NASA Perseverance Rover Successfully Lands on Mars: Watch It Here

NASA's Perseverance Rover is currently executing its landing on the surface of Mars, and a live [...]

NASA's Perseverance Rover is currently executing its landing on the surface of Mars, and a live stream of the big moment gives everyone a chance to watch. According to USA Today, the rover has traveled almost 300 million miles after launching from Cape Canaveral, Florida, in July. The six-wheeled robotic explorer was designed to search for signs of life on the Red Planet, so many space experts and enthusiasts are eager to see what Perseverance finds. The live video was made possible by NASA.

The Perseverance Rover is the center-piece of a $2.4 billion NASA mission that hopes to uncover evidence of life on Mars, past or present. The rover will specifically be searching Jezero Crater, a location believed to have been the home of a deep lake fed by rivers of water. "Perseverance is our robotic astrobiologist, and it will be the first rover NASA has sent to Mars with the explicit goal of searching for signs of ancient life," said Thomas Zurbuchen, associate administrator of NASA's Science Mission Directorate, in a previous statement.

Regarding the landing, deputy project manager Matt Wallace said, "It all has to happen autonomously. Perseverance really has to fight her way down to the surface on her own. It's something like a controlled disassembly of the spacecraft." Wallace also commented on the notion that NASA has always only had projections for how the landing would go, and never with certainty what would happen. "We've never really come up with a good way of calculating the probability of success," he said, per the NY Times.
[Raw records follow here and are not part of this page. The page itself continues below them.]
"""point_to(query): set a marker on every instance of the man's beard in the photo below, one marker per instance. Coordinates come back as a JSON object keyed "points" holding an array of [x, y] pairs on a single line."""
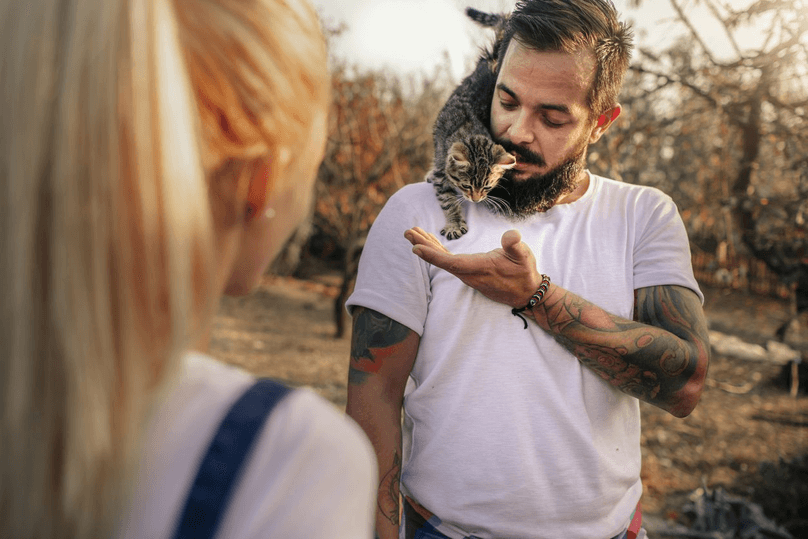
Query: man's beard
{"points": [[539, 192]]}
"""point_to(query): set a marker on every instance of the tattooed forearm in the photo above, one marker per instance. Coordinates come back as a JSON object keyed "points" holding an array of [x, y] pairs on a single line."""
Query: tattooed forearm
{"points": [[375, 338], [652, 358], [388, 494]]}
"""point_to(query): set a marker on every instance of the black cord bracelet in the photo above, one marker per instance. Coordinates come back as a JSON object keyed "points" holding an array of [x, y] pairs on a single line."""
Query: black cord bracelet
{"points": [[535, 299]]}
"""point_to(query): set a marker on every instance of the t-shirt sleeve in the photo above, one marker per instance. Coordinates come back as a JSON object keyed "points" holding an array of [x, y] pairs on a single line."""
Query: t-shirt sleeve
{"points": [[311, 475], [391, 279], [662, 250]]}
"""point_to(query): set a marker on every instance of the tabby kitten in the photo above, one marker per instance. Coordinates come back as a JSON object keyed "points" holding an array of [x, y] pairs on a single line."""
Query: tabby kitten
{"points": [[468, 164]]}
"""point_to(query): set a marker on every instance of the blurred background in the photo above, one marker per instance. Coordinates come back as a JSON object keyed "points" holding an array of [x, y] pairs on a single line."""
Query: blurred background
{"points": [[715, 113]]}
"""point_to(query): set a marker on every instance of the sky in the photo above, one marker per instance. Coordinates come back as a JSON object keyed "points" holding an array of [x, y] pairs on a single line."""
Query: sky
{"points": [[413, 36]]}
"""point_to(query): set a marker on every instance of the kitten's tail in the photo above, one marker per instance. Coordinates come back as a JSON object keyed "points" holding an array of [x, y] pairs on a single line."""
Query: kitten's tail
{"points": [[490, 20]]}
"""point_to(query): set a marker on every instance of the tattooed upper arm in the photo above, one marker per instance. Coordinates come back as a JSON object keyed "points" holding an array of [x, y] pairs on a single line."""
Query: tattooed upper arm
{"points": [[380, 344]]}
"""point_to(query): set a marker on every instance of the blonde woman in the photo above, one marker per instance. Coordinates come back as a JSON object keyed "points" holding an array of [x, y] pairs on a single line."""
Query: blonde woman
{"points": [[153, 155]]}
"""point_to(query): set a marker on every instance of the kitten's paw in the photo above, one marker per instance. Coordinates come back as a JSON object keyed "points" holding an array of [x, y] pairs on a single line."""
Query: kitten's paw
{"points": [[454, 231]]}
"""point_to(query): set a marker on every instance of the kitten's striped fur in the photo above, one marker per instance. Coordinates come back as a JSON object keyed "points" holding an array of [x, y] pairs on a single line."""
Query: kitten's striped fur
{"points": [[468, 163]]}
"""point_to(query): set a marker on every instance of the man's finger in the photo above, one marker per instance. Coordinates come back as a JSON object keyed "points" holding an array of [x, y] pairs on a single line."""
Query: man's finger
{"points": [[513, 246]]}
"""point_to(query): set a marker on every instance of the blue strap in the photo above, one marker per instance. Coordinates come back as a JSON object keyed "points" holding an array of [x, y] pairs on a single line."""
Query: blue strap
{"points": [[223, 461]]}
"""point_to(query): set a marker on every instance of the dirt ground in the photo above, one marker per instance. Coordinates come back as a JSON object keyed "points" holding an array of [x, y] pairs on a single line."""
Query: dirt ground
{"points": [[285, 330]]}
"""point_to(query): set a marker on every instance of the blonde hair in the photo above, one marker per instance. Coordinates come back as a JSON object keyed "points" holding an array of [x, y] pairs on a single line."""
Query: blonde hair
{"points": [[114, 116]]}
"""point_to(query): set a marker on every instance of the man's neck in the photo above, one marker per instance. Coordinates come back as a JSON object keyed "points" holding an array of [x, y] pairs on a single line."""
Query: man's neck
{"points": [[578, 192]]}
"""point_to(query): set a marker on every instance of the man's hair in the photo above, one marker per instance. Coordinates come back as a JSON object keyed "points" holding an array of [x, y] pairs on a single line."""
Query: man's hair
{"points": [[572, 26]]}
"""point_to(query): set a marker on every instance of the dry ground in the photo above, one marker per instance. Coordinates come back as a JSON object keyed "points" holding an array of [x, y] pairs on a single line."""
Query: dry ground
{"points": [[285, 330]]}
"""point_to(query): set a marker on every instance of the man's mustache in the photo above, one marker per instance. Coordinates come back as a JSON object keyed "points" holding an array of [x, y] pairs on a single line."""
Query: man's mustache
{"points": [[522, 154]]}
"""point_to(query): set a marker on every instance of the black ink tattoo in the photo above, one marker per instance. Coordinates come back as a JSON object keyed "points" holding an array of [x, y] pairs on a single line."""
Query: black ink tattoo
{"points": [[642, 361], [374, 330], [375, 337], [389, 491]]}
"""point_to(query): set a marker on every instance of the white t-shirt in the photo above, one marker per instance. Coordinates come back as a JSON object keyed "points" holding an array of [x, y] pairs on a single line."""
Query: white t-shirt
{"points": [[506, 433], [311, 473]]}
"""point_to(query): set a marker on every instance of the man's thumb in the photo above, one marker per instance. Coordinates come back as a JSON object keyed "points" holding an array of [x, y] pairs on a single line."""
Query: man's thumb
{"points": [[513, 246]]}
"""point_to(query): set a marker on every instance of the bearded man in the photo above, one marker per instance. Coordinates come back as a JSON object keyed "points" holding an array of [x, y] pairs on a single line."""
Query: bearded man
{"points": [[528, 427]]}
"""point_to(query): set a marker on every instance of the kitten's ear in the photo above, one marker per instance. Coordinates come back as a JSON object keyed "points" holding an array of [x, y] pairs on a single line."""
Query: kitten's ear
{"points": [[458, 154], [503, 159]]}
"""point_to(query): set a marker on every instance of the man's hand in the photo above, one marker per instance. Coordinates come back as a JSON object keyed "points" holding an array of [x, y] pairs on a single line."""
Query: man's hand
{"points": [[660, 358], [507, 275]]}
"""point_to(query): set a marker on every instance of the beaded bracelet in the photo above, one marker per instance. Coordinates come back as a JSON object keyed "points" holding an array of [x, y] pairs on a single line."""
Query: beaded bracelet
{"points": [[535, 299]]}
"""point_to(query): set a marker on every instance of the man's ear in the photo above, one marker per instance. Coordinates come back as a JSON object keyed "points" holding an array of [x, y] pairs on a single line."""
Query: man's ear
{"points": [[605, 121]]}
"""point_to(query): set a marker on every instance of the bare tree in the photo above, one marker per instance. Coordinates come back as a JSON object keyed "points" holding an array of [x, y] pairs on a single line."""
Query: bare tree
{"points": [[379, 140], [726, 134]]}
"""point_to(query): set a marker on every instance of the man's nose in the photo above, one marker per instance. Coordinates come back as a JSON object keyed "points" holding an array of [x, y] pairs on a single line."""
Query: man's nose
{"points": [[519, 131]]}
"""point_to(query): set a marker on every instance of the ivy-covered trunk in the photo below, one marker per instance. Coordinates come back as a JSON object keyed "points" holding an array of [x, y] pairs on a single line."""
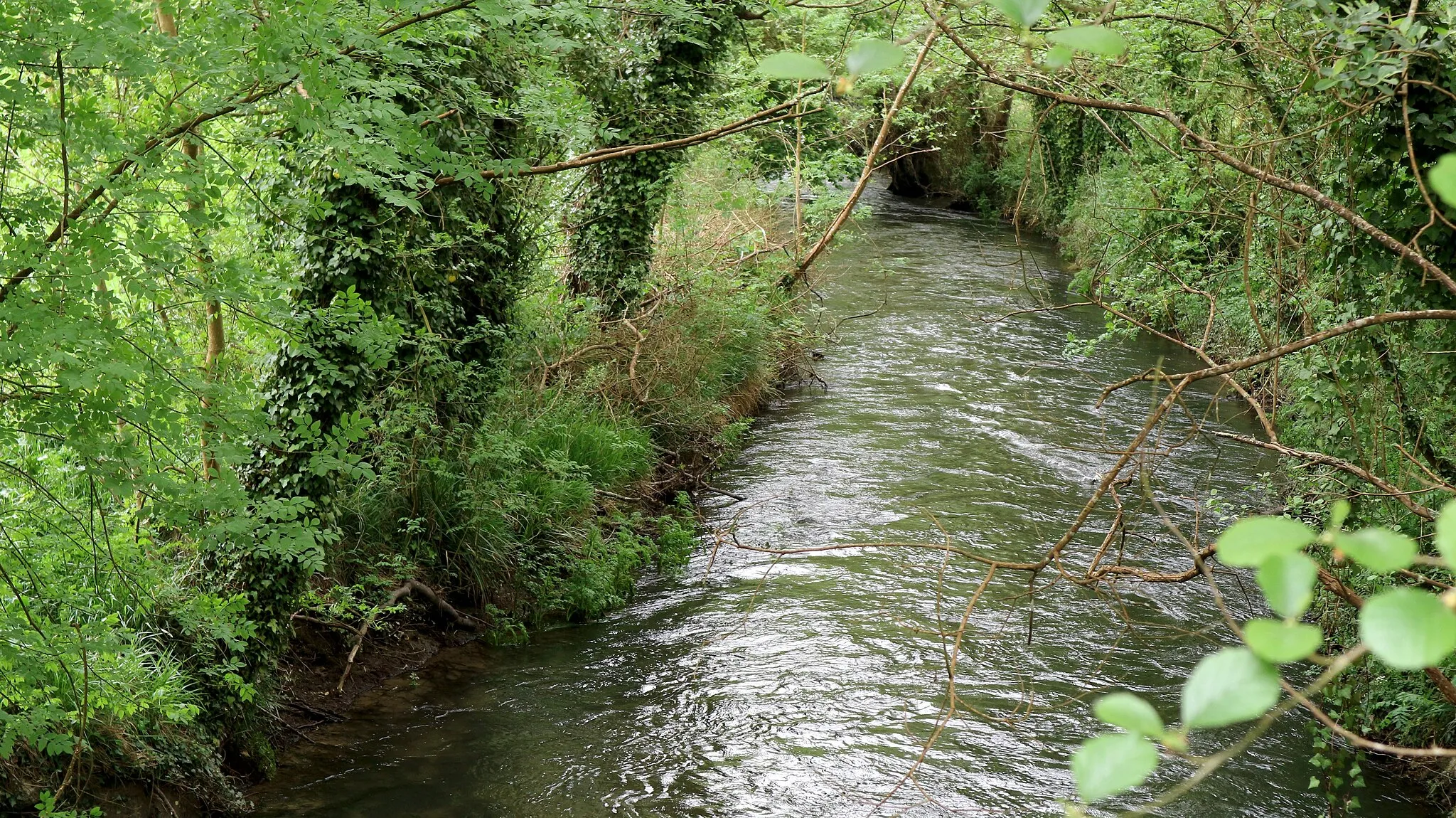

Part of Perseverance's mission is to collect rocks and dirt samples, which will be retrieved up by a future mission to Mars and eventually brought back to Earth to be studied. However, that is not scheduled to happen until 2026, when two spacecraft are set to launch for the Red Planet. One of the crafts will contain a rover that will collect the samples from Perseverance, and the other will bring the samples back. Notably, Perseverance will not return as part of this mission, as it has always been the plan for the rover to remain on Mars.